中村メイコさんの訃報に接して、三波伸介さんと共演していたNHKの「お笑いオンステージ」を懐かしく思い出した世代である。その中に減点パパという人気コーナーがあった。有名人の子供が出演し、その子供たちの描写に合わせて三波さんが似顔絵を描き、パパが登場、最後には子供が作文を読んでパパが泣く、みたいな、当時大人気といえるコーナーだった。最後の方では少し時代が進んで「減点ファミリー」になった。以下はその「減点ファミリー」なって、時代が少しは進んでからの話だが、エンディングテーマの歌詞に

「ゲンコツもらうとよくわかる、その後なぜだかあったかいよ〜」

という歌詞があった。70年代後半ぐらいの話。ゲンコツ全肯定「そのあとあったかい」とか、殴られる子供にすればふざけんなという話なのだが、当時は全く問題視されることはなかった。

今、それを蒸し返して問題にしようというのではない。今五十代の自分が子供の頃はまだそんな時代であり、それを当然視する社会の中で育ってきた我々は、まだ社会の中枢にいるといってよい。
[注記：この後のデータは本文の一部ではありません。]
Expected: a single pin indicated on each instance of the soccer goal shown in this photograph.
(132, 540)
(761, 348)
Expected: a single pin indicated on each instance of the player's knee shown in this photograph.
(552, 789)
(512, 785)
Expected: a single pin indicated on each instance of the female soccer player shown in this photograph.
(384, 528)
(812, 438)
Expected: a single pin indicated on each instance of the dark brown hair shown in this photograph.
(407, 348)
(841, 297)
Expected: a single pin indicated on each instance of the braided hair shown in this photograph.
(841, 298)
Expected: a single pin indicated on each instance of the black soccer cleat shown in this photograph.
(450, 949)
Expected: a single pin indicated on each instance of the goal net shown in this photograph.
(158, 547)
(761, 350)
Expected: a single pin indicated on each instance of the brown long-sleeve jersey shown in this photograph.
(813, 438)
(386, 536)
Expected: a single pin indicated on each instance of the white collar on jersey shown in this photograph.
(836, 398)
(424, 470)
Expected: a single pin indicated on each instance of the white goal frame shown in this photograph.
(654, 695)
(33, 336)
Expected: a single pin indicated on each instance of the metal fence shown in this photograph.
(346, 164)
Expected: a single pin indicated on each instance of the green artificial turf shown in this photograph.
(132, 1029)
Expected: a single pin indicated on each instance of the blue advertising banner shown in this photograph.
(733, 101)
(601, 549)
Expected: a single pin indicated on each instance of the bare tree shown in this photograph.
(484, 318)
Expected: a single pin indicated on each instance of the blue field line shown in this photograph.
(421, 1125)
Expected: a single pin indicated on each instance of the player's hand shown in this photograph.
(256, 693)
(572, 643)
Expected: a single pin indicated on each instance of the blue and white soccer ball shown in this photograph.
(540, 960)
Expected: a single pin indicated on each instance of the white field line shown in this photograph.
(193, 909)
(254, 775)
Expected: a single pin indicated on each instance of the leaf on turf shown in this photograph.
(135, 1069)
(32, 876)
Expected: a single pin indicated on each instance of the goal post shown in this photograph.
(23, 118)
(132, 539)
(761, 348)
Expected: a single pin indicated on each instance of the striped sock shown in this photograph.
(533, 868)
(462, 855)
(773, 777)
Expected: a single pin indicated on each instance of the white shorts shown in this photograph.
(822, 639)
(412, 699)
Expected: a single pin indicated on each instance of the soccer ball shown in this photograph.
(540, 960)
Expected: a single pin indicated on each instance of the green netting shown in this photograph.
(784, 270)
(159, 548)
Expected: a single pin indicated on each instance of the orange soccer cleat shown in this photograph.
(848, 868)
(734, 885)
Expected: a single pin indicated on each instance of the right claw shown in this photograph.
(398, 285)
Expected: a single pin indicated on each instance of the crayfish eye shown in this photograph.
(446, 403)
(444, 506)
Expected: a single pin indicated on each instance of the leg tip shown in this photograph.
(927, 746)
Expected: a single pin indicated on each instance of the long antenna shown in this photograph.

今なら大問題、今ならDV、差別、パワハラ等々であることを私たちはしばしば喜んで懐かしがって、たとえば私自身でも昔のプロ野球選手のめちゃくちゃな暴力ネタなどを喜んで見ている。その反面で現在のプロ野球球団での暴力事件などは許し難いこととして批判している。

今絶対ダメなことは当時だってダメだったんだけど私らにはそれがわかっていなかった。だけど時代が変わって今はもう許されない。いい時代になったし、それが当然である。一方で体罰が当たり前のように許されてきた時代は、ついそこで、そこで育ってきた私らはまだ現役で世代的に大きなパワーを持っている。もしかしたら、いまだにわからない側にいる、いたかもしれない。

ゲンコツがあったかいよ〜という歌詞をNHKがこどもに歌わせていた。若い人にしてみたら大昔のことのように思うかもしれないけれど、つい昨日のように覚えていることを記録しておきたい。